A 40 anni dalla legge sull’aborto l’Inghilterra ci ripensa
di Annalena Benini
La biondina si era resa conto di essere incinta circa all’ottava settimana, ma non aveva il coraggio di dirlo alla madre. Le settimane passavano. Non sapeva che fare, aveva già programmato di andare al college, e il suo ragazzo allora le ha detto: sono con te, qualunque cosa farai. Alla fine ha deciso di abortire in segreto, ma le madri scoprono sempre tutto e sua madre le ha preso l’appuntamento dal medico.
L’aborto della biondina da noi è illegale, sedici settimane sono troppe, e a ventiquattro un bambino potrebbe perfino sopravvivere (a venti sente il dolore, dicono i medici). Ma in Gran Bretagna la legge è la stessa di quarant’anni fa: era l’ottobre del 1967 quando a Londra si stabilì che una gravidanza indesiderata si può interrompere fino a ventiquattro settimane (sei mesi).
Così, su duecentomila aborti l’anno, circa ventimila avvengono tardi, molto tardi, e sono soprattutto le biondine sedicenni a farli. Perché non sapevo di essere incinta, perché il mio ragazzo non mi voleva accompagnare, perché pensavo che se andavo molto in motorino poi abortivo senza accorgermene.
“Cosa succede veramente durante l’aborto”, è una lunga inchiesta del Daily Mail, e la biondina ha detto che non lo sa, che ha guardato su Internet ma poi “era quello che dovevo fare, tanto valeva non darsi pena”. Il primario della clinica Marie Stopes, John Spencer, dice che “difficilmente le donne chiedono i dettagli”. Soprattutto quando i giorni passano e la pancia cresce.
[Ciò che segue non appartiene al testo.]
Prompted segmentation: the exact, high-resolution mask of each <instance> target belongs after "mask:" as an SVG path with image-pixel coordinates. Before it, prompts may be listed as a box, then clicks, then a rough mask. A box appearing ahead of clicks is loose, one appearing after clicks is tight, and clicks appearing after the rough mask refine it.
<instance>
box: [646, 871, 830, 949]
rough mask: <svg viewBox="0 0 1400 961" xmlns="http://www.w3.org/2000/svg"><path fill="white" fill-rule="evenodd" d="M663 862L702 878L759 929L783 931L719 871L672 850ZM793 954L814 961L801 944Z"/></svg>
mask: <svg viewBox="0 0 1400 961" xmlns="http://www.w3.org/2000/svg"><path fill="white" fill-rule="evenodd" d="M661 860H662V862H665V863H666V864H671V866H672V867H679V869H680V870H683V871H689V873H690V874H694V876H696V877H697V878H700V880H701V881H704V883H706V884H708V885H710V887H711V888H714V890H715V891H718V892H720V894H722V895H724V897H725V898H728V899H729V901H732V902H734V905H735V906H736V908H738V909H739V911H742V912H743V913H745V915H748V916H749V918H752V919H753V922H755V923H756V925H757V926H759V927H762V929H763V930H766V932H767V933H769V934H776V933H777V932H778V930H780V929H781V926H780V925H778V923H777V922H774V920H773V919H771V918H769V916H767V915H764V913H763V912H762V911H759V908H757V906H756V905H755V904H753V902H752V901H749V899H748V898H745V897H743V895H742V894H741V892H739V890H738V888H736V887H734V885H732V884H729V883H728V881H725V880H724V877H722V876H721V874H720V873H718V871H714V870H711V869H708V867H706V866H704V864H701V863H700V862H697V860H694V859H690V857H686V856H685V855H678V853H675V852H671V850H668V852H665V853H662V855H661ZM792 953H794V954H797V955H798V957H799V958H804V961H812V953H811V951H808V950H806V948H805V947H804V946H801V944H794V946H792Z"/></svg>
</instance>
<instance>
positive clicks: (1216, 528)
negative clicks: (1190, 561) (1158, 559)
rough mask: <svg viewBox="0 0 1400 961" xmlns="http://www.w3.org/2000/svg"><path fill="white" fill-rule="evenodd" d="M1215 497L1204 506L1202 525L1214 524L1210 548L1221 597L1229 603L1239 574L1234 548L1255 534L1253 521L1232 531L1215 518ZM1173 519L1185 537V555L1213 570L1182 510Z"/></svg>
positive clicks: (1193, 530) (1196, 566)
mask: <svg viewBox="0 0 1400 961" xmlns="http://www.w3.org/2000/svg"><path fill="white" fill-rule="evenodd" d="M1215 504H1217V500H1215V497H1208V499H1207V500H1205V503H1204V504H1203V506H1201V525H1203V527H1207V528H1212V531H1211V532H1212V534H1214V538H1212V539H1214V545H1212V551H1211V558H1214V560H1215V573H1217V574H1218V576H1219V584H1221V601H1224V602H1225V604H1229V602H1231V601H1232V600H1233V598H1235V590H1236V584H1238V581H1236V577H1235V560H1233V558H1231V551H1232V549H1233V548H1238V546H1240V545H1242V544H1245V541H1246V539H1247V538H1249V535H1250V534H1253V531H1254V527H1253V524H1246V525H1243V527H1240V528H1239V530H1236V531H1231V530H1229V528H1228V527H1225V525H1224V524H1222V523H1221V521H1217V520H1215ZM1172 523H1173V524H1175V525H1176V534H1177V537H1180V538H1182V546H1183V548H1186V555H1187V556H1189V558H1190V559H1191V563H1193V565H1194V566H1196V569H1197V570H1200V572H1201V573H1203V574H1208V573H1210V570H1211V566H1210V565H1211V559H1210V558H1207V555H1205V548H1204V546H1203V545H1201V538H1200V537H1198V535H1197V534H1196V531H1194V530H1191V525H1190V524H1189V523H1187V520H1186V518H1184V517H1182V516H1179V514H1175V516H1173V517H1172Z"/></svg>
Così la biondina entra, e in dodici minuti di anestesia totale è tutto fatto. Quello che i medici chiamano “il prodotto del concepimento” viene velocemente fatto sparire in un sacchetto di plastica giallo. Dopo un paio d’ore la biondina, un po’ intontita esce dalla clinica e torna a casa in macchina con la madre, va verso il resto della sua vita.
Il fatto è che nemmeno i medici completamente pro choice ne possono più, ha scritto il Daily Mail. Il Royal College of Obstetricians and Gynaecologists ha appena denunciato la penuria di medici disposti a eseguire aborti. “Penso che ognuno abbia il suo punto limite. Non è scientifico, è solo personale, ed è la grandezza del feto”, ha detto la dottoressa Kate Guthrie, che si è rifiutata di effettuare aborti oltre la ventesima settimana: “Ha troppo di un bambino, penso che sia per questo”.
Non serve essere pro life per vedere un bambino dove c’è un bambino, non serve essere pro life per chiedere una restrizione della legge inglese sull’aborto.
“Penso che sia completamente barbarico che una feto di ventiquattro settimane venga abortito al secondo piano di un ospedale, mentre al piano di sopra, nel reparto di cura neonatale, provano a salvare la vita di un altro della stessa età”, ha detto il dottor Trevor Stammers, a Wimbledon, e il Daily Mail ricorda che l’ultima discussione parlamentare sull’aborto risale al 1990: da allora molte cose sono cambiate, la medicina e la scienza hanno fatto giganteschi passi avanti.
E a Liverpool lo scorso luglio è nata una femmina di ventitré settimane, l’hanno chiamata Hope, Speranza, e messa in incubatrice: aveva una settimana in meno del termine in cui sua madre avrebbe potuto legalmente abortirla, e tre settimane dopo si attaccava alla vita con le dita minuscole. Perché attaccarsi alla vita con le dita è tutto quello che possono fare, e persino il cinico, fichissimo, scorretto dottor House (la serie americana di grandioso successo) ci si è trovato davanti e si è sconvolto.
Continuava a dire alla sua paziente di interrompere la gravidanza, di eliminare “il feto” che la stava uccidendo. Si rifiutava di chiamarlo bambino. Fino a che quel feto gli ha stretto un dito, durante una spettacolare operazione di chirurgia fiction prenatale (tutto è andato alla grande, poi, la fiction è meravigliosa per questo: madre e bambino salvi, il dottor House sul divano, da solo, a imbottirsi di analgesici e a riguardarsi il dito).